Voyage dans le temps…et enquête policière !

Au tournant du XXIVème siècle l'Humanité a totalement disparu de la surface de la Terre. Quelques centaines de naufragés, en stase lors de cette "Singularité", repêchés au fil du temps se rassemblent auprès des Alpes Cambodgiennes en attendant l'heure d'une improbable renaissance de la Civilisation, orchestrée par Marta et Yélen Korolev. Le pari est ambitieux, mais pas impossible si paléo-techs et néo-techs parviennent à unir leurs forces. Les premiers sont les plus anciens voyageurs du temps, partis ou envoyés sans préparation vers l'avenir, souvent victimes d'une malfonction de leur système de stase. Ils sont les plus nombreux, et aussi les plus vulnérables, à la merci des incroyables ressources des néo-techs, démiurges cybernetiques, partis eux quelques décennies seulement avant la Singularité. Sans conteste, les plus puissants d'entre-eux sont les Korolev. Une fois la Singularité découverte, elles n'eurent d'autre rêve que de rebâtir une Humanité. Un Grand-Ruvre qui va les occuper mille années durant. Et c'est alors que s'enclenche la phase ultime de leur plan que Marta est assassinée. Exclue de la stase finale et condamnée à errer seule sur une Terre presque vierge pendant quarante ans.
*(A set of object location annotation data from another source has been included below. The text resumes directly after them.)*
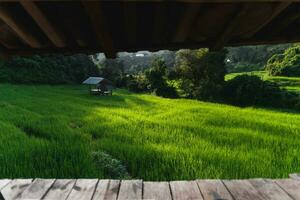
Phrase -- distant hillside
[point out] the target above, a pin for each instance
(139, 61)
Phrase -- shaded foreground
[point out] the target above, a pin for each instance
(51, 131)
(61, 189)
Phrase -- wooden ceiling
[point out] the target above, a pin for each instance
(28, 27)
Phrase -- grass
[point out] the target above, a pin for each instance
(51, 131)
(289, 83)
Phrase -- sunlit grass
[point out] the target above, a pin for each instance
(50, 131)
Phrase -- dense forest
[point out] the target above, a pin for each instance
(195, 74)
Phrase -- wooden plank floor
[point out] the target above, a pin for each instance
(95, 189)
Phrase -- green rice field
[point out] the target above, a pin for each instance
(54, 131)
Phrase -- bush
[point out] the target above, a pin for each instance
(156, 77)
(287, 64)
(200, 73)
(111, 167)
(137, 83)
(246, 90)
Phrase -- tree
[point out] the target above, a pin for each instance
(200, 73)
(286, 64)
(157, 80)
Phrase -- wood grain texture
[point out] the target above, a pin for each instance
(242, 190)
(213, 189)
(37, 189)
(269, 190)
(292, 187)
(184, 190)
(157, 191)
(41, 19)
(60, 189)
(83, 189)
(107, 190)
(130, 189)
(15, 188)
(18, 28)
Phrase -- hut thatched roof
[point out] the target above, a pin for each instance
(93, 80)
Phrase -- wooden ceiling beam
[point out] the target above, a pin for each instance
(285, 22)
(39, 17)
(281, 6)
(226, 35)
(18, 28)
(186, 22)
(93, 10)
(130, 21)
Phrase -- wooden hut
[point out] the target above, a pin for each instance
(99, 86)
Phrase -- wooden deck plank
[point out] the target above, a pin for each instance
(37, 189)
(157, 191)
(15, 188)
(107, 190)
(4, 182)
(291, 186)
(242, 190)
(213, 189)
(269, 190)
(130, 189)
(60, 189)
(83, 189)
(182, 190)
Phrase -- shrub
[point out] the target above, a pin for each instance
(156, 77)
(287, 64)
(246, 90)
(111, 167)
(200, 73)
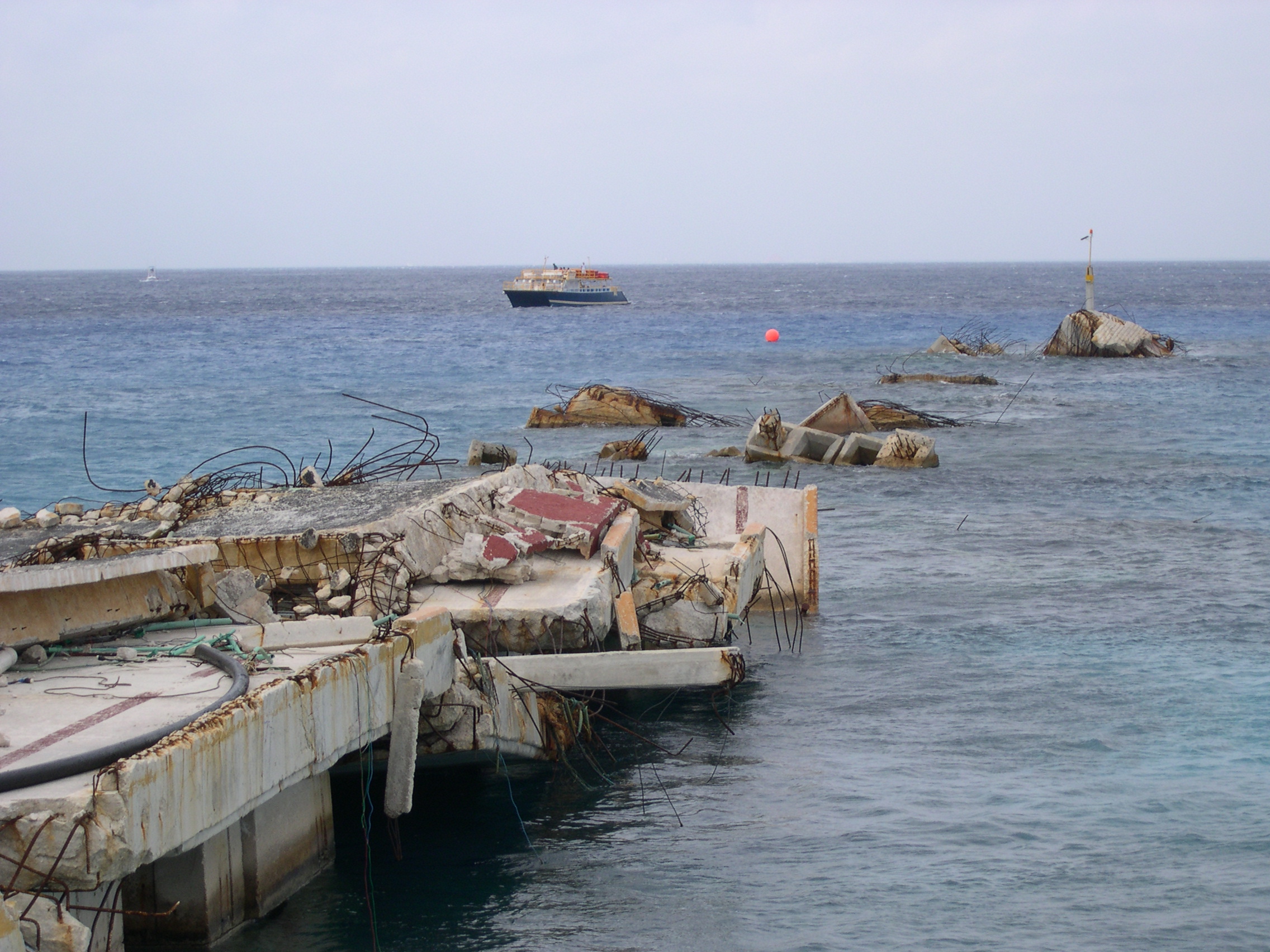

C'est à Wil Brierson, anti-héros dickien, paléo-tech, flic et légende qui s'ignore que reviendra le douteux privilège d'élucider cette affaire. Une enquête policière qui ne sera qu'un prétexte à une relecture particulièrement talentueuse du genre, et surtout à une réflexion sur le pouvoir.

Vinge n'apporte pas de réponse, son propos n'est pas d'une originalité à couper le souffle, mais l'argumentation est astucieuse. Et puis, après tout, il n'est pas inutile de réitérer les mises en garde contre l'abus de pouvoir, spécialement quand la redite est élégante. Car le bougre a du style. Un style même. Une patte pour ainsi dire. Comme dans Un Feu sur L'Abîme, on s'accommodera de son refus obstiné des scènes d'expositions. Du coup, pénétrer son Univers vous demandera un peu de temps. On s'y essaie d'abord. On se mouille le plexus pour commencer, puis la nuque, et finalement on y entre doucement. Et une fois qu'on est dedans. On a du mal à en sortir ! Entraîné dans une galerie de portraits parfois stéréotypée, une intrigue dense qui, certes, s'embrouille un peu quand l'action s'en mêle, on ne perd néanmoins pas une miette du parcours de ce héros décalé, joliment paumé dans un monde qu'il ne comprend plus tout à fait, et qu'il va pourtant lui falloir décrypter pour sauver sa vie.

Une confirmation...

Moins intense qu'Un Feu sur l'Abîme (après tout c'est normal puisqu'il lui est antérieur et que c'est en forgeant qu'on devient forgeron), La Captive du Temps Perdu confirme l'apparition trop tardive d'un auteur de grand talent, qui possède la magie du verbe et fait naître de ses pages la stase d'un univers riche, nous emmenant sans encombre à l'autre bout de quelques 370 pages de ce roman ; et ce n'est déjà pas mal.